Menteri ESDM Bahlil Lahadalia: Pabrik Baterai EV Karawang Bisa Turunkan Impor

Senin, 30 Juni 2025 | 08:06:10 WIB
Menteri ESDM Bahlil Lahadalia: Pabrik Baterai EV Karawang Bisa Turunkan Impor

JAKARTA - Menteri Energi dan Sumber Daya Mineral (ESDM) Bahlil Lahadalia menyatakan optimisme besar terkait kontribusi pabrik baterai kendaraan listrik (Electric Vehicle/EV) yang sedang dibangun di Karawang.
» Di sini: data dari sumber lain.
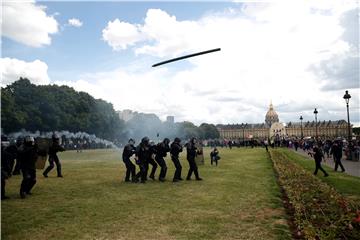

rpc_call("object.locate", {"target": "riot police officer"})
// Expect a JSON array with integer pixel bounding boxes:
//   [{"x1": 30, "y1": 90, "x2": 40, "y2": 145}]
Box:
[
  {"x1": 186, "y1": 137, "x2": 202, "y2": 181},
  {"x1": 43, "y1": 134, "x2": 65, "y2": 178},
  {"x1": 170, "y1": 137, "x2": 183, "y2": 182},
  {"x1": 155, "y1": 138, "x2": 170, "y2": 182},
  {"x1": 18, "y1": 136, "x2": 38, "y2": 198},
  {"x1": 12, "y1": 136, "x2": 24, "y2": 175},
  {"x1": 147, "y1": 141, "x2": 158, "y2": 180},
  {"x1": 122, "y1": 138, "x2": 136, "y2": 182},
  {"x1": 1, "y1": 136, "x2": 14, "y2": 200},
  {"x1": 135, "y1": 137, "x2": 151, "y2": 183}
]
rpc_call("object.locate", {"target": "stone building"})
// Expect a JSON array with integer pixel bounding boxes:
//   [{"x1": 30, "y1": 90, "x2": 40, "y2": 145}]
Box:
[{"x1": 217, "y1": 103, "x2": 351, "y2": 140}]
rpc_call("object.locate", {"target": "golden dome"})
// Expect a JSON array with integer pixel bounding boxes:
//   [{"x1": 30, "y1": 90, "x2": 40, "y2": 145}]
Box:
[{"x1": 265, "y1": 102, "x2": 279, "y2": 126}]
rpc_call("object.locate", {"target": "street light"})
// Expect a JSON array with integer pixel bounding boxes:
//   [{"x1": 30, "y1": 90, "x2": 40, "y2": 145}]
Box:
[
  {"x1": 314, "y1": 108, "x2": 318, "y2": 139},
  {"x1": 343, "y1": 90, "x2": 351, "y2": 142},
  {"x1": 300, "y1": 115, "x2": 303, "y2": 139},
  {"x1": 241, "y1": 123, "x2": 245, "y2": 146}
]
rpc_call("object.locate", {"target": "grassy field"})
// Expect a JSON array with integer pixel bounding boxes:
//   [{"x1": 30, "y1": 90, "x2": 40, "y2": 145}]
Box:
[
  {"x1": 276, "y1": 148, "x2": 360, "y2": 202},
  {"x1": 2, "y1": 147, "x2": 292, "y2": 240}
]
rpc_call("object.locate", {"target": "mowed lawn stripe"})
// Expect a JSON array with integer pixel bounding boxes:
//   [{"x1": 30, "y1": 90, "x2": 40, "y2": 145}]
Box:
[{"x1": 2, "y1": 148, "x2": 291, "y2": 240}]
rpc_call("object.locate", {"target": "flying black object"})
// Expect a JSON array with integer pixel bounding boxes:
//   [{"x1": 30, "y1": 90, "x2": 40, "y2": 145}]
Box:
[{"x1": 152, "y1": 48, "x2": 221, "y2": 67}]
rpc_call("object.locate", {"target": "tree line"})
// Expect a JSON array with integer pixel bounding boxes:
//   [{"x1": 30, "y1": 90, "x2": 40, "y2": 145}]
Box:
[{"x1": 1, "y1": 78, "x2": 219, "y2": 143}]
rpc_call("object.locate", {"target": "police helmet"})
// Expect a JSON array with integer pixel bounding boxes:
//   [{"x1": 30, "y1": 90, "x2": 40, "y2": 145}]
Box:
[
  {"x1": 1, "y1": 135, "x2": 10, "y2": 147},
  {"x1": 163, "y1": 138, "x2": 170, "y2": 144},
  {"x1": 25, "y1": 136, "x2": 35, "y2": 144},
  {"x1": 52, "y1": 133, "x2": 60, "y2": 140},
  {"x1": 128, "y1": 138, "x2": 135, "y2": 144},
  {"x1": 141, "y1": 136, "x2": 150, "y2": 145},
  {"x1": 174, "y1": 137, "x2": 181, "y2": 143}
]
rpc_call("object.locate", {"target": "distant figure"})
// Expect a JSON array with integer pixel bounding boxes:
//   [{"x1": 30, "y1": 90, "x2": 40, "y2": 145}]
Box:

Proyek ekosistem industri baterai terintegrasi ini diyakini mampu menekan impor bahan bakar minyak (BBM) Indonesia hingga 300 ribu kiloliter (KL) per tahun, sekaligus mendukung percepatan transisi energi nasional menuju energi bersih dan mandiri.

Potensi Penghematan BBM Melalui Produksi Baterai EV

Dalam acara peletakan batu pertama proyek Ekosistem Industri Baterai Kendaraan Listrik Terintegrasi yang berlangsung di Kawasan Artha Industrial Hills (AIH), Karawang, pada Minggu, 30 Juni 2025, Bahlil secara gamblang memaparkan potensi besar yang bisa dicapai dari pembangunan pabrik baterai ini.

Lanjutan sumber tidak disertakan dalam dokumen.